LLMs work by understanding the statistical relationships between these tokens, and produce the next token in a sequence of tokens. The output tokens are detokenized to human-readable text by mapping them to their corresponding words using the tokenizer's vocabulary.

The attack technique devised by HiddenLayer targets the tokenization strategy to bypass a text classification model's ability to detect malicious input and flag safety, spam, or content moderation-related issues in the textual input.

Specifically, the artificial intelligence (AI) security firm found that altering input words by adding letters in certain ways caused a text classification model to break.

Examples include changing "instructions" to "finstructions," "announcement" to "aannouncement," or "idiot" to "hidiot." These subtle changes cause different tokenizers to split the text in different ways, while still preserving their meaning for the intended target.

What makes the attack notable is that the manipulated text remains fully understandable to both the LLM and the human reader, causing the model to elicit the same response as what would have been the case if the unmodified text had been passed as input.

By introducing the manipulations in a way without affecting the model's ability to comprehend it, TokenBreak increases its potential for prompt injection attacks.

"This attack technique manipulates input text in such a way that certain models give an incorrect classification," the researchers said in an accompanying paper. "Importantly, the end target (LLМ or email recipient) can still understand and respond to the manipulated text and therefore be vulnerable to the very attack the implemented protection model was put in place to prevent."

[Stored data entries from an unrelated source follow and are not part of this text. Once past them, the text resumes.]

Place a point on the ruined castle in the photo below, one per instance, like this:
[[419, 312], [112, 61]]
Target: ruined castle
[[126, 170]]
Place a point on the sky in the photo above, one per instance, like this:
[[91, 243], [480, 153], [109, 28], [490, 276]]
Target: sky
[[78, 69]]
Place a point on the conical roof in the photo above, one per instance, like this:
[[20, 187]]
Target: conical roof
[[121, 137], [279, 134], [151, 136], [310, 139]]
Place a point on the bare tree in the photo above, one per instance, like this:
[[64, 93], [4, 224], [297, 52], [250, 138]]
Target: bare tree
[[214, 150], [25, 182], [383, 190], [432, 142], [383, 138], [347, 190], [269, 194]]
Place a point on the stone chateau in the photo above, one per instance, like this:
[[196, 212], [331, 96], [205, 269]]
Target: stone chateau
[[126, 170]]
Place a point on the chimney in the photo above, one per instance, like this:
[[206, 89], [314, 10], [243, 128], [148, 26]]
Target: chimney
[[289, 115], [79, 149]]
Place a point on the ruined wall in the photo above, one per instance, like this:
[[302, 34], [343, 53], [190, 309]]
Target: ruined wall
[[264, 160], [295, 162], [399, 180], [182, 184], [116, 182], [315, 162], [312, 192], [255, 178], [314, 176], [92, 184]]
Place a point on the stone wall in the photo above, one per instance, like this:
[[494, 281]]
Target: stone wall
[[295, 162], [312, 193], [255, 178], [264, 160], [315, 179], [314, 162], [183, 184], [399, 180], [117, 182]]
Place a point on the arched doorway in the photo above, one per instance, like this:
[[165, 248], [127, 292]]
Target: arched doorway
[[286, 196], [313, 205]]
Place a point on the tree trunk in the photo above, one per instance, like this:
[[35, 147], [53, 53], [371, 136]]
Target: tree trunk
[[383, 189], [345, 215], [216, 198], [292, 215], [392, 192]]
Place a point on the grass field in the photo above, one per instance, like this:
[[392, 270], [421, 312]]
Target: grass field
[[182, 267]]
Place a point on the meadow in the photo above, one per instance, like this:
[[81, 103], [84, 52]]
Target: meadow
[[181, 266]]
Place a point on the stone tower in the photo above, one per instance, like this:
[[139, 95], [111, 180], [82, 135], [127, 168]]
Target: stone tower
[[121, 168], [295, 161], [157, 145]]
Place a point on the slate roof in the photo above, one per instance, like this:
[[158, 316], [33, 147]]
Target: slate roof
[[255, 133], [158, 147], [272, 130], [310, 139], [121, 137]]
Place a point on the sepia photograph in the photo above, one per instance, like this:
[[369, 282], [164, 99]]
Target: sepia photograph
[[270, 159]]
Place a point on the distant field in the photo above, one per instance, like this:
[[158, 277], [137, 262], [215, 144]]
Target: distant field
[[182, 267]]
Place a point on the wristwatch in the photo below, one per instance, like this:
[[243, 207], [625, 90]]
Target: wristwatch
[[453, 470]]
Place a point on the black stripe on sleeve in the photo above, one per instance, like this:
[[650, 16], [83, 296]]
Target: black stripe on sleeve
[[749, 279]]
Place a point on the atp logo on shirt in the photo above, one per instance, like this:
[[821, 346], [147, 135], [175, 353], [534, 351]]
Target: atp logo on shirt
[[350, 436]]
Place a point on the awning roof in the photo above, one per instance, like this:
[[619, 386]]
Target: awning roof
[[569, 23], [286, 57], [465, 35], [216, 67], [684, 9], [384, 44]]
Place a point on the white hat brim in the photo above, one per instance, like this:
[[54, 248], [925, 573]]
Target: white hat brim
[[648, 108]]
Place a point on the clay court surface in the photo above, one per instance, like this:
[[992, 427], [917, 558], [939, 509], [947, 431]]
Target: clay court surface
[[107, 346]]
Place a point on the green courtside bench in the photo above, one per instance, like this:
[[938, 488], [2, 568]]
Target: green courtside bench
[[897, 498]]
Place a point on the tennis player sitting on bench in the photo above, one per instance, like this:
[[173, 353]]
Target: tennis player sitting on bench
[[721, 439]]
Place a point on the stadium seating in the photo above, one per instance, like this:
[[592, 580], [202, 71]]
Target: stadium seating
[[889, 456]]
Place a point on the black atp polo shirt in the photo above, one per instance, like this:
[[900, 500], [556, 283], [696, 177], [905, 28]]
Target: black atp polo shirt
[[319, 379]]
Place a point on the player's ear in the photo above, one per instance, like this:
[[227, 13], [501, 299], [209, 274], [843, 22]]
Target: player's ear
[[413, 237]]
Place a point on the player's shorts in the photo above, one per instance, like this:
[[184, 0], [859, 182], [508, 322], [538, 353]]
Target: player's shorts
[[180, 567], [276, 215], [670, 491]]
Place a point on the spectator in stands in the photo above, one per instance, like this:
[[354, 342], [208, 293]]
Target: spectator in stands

The attack has been found to be successful against text classification models using BPE (Byte Pair Encoding) or WordPiece tokenization strategies, but not against those using Unigram.

"The TokenBreak attack technique demonstrates that these protection models can be bypassed by manipulating the input text, leaving production systems vulnerable," the researchers said. "Knowing the family of the underlying protection model and its tokenization strategy is critical for understanding your susceptibility to this attack."

"Because tokenization strategy typically correlates with model family, a straightforward mitigation exists: Select models that use Unigram tokenizers."

To defend against TokenBreak, the researchers suggest using Unigram tokenizers when possible, training models with examples of bypass tricks, and checking that tokenization and model logic stays aligned. It also helps to log misclassifications and look for patterns that hint at manipulation.